The distribution of the vaccine in Canada would initially go to the most vulnerable populations in society. The National Advisory Committee on Immunization named the elderly, long-term care home residents and staff, front-line health workers and Indigenous communities as the groups that should receive the vaccine first and though the distribution is subject to provincial government discretion, they are widely expected to follow the recommendation, the CBC reported. 125,000 people are expected to be vaccinated during the first round of the process, and the vaccine could arrive as early as the middle of next week.
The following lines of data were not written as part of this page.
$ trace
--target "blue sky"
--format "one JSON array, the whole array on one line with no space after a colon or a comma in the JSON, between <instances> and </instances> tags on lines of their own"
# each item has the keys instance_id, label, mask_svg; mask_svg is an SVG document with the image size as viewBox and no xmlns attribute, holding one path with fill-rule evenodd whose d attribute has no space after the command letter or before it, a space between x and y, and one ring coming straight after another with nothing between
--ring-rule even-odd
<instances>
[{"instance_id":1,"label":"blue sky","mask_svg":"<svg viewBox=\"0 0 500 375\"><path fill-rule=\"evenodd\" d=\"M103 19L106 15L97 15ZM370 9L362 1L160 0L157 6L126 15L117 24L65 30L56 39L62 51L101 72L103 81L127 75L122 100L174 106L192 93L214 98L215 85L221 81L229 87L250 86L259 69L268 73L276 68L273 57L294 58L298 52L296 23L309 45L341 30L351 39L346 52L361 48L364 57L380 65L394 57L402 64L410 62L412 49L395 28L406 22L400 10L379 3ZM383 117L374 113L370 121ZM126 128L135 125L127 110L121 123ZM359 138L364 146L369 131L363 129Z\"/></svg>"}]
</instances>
A 23-person expert panel advising the U.S. Food and Drug Administration (FDA) submitted their approval Thursday for the Pfizer vaccine, and the FDA is widely expected to approve the vaccine as early as Saturday. Seventeen of the experts were in favour, four were against, and two abstained, according to The New York Times. Health care workers and nursing home workers are expected to be among the first to receive the vaccine in the U.S.

The NHL, nor any other major North American sports league has commented on its plans, or lack thereof, to purchase the COVID-19 vaccine when available.

The NHL and NHLPA have yet to reach an agreement for the upcoming season, but a proposed 56-game schedule has been put into place, with a Jan. 13 target date for the start of the campaign. Although the season hasn’t been agreed upon, it was reported Wednesday that the NHL and its teams agreed to a restructuring of the four divisions, with a focus on the implementation of an All-Canadian division due to travel restrictions implemented by the Canadian federal government. The 2021 season cannot begin without the approval of the NHL’s board of governors, but the league and players’ association reportedly reached an agreement on an unchanged economic framework.